3つある働き方の中から長期アルバイトを選んだ

 ユニクロは立ち上げ時の1980年代には、店舗面積を150坪に統1した郊外のロードサイド店を大量に出店した。しかし、2006年ごろから約500坪の大型店を「今後、ユニクロの成長エンジン」とすることに方向転換した。現在では、標準店の面積は250坪前後となり、次は大型店、そのうえに1000坪の超大型店、さらにグローバル旗艦店がある。背景には、「ユニクロがグローバルブランドとして世界企業に伍していくには、店舗の大型化が絶対に不可欠」という柳井社長の強い意向があるという。

 面接が始まると同時に、私は「メモを取ってもいいですか」と了解を得る。これまでの取材で、ユニクロの複数の関係者から、上司の話を聞くときメモを取っていなかったという理由で、こっぴどく怒られたという挿話を何度も聞かされていたからだ。私はこれ以降、ユニクロで働くときは、ポケットに入るサイズのノートを常に携帯し、時間をみつけては誰はばかることなくメモを取りつづけた。働き終わるまでに溜まったメモは30冊を超えた。

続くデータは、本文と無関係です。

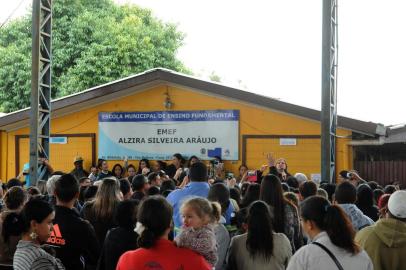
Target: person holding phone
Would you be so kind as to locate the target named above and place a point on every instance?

「ユニクロは年中無休で店舗運営をしているので、繁忙期やクリスマス、大晦日から正月にかけてはできるだけ出勤してほしいんです」と福田似の副店長は言う。もちろん、できるだけ協力させていただく旨を答える。

 ユニクロのアルバイトには3つ種類がある。

 2カ月間だけの短期アルバイト、半年ごとに契約を更新する長期アルバイト(月間100時間未満の労働)、準社員(月間100時間以上の労働)——である。短期アルバイトは十分な潜入取材とならないため、私にとっては論外である。準社員としてガッツリ働くのもおもしろいかな、と思いながらも、ユニクロ関係者への取材や海外の委託工場への取材も並行して行うつもりだったので、私は長期アルバイトを選んだ。この後に働く2店舗でも長期アルバイトとして働く。